My photo
ALBERT B. CASUGA, a Philippine-born writer, lives in Mississauga, Ontario, Canada, where he continues to write poetry, fiction, and criticism after his retirement from teaching and serving as an elected member of his region's school board. He was nominated to the Mississauga Arts Council Literary Awards in 2007. A graduate of the Royal and Pontifical University of St. Thomas (now University of Santo Tomas, Manila. Literature and English, magna cum laude), he taught English and Literature (Criticism, Theory, and Creative Writing) at the Philippines' De La Salle University and San Beda College. He has authored books of poetry, short stories, literary theory and criticism.

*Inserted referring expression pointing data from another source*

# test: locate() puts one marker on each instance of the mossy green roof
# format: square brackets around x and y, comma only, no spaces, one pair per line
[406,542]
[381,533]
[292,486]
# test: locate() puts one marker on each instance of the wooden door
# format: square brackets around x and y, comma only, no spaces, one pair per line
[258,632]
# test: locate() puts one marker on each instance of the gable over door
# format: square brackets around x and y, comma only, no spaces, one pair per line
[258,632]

He has won awards for his works in Canada, the U.S.A., and the Philippines. His latest work, A Theory of Echoes and Other Poems was published February 2009 by the University of Santo Tomas Publishing House. His fiction and poetry were published by online literary journals Asia Writes and Coastal Poems recently. He was a Fellow at the 1972 Silliman University Writers Workshop, Philippines. As a journalist, he worked with the United Press International and wrote an art column for the defunct Philippines Herald.

Monday, January 4, 2016


MY POEM TODAY was prompted by my envy of an artist who can work under any pressure---the street artist. Not the graffiti artist. The one who works on a painting for under 20 minutes and sell it, too. Met one at the Strip in Las Vegas. We chatted while he painted furiously. I bought his painting.

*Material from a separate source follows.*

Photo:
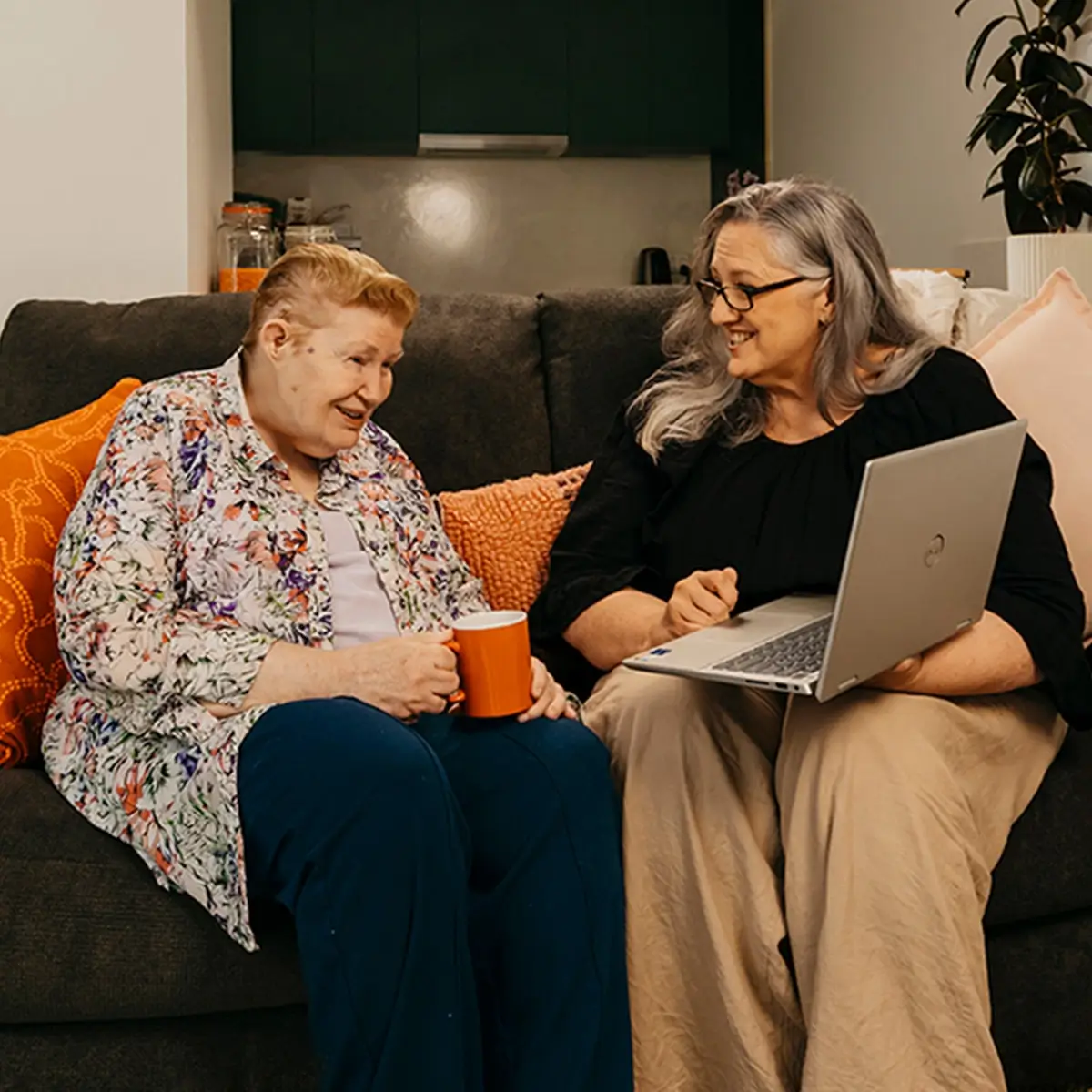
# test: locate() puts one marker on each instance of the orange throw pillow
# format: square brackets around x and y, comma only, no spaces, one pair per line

A graffiti artist? No, sir, I use spray cans not brushes. I paint. ---Las Vegas Street Artist

Is it any different, this splashing of colour
Behind a glass cage, from the wild abandon
Of defacing, disfiguring all walls and fences
That come between you and your pure anger
Cursing a dark and ugly hole you call home
In a jungle where tendrils are skyscrapers
And black trellises of filthy woven grid wires
Swollen like hissing, smugly snaking, serpents
Slithering swiftly after swallowing whores
Snagged and stoned inside gaols of penury,
A condition not of their making but of a city
Beyond repair, cursed, now beyond rebuke.
Where you would have been a midnight
Rogue spraying mangled rants of hate
On defenceless palace walls and mansions
Fenced off with forbiddingly harsh barricades
Of vulgar wealth and embarrassing splendor,
You chose a prison of art, a cage of glass,
Where you would rather spray raw beauty
On surfaces that scarcely know a raison d’etre
Of creating and spreading beauty now gone
where it ought to be, a quixotic task you share
With a craftsman in the sky who might just
Be smiling down on you in gleeful whimsy,
Because you, in utter smallness or madness,
Would rather shape beauty and be godlike.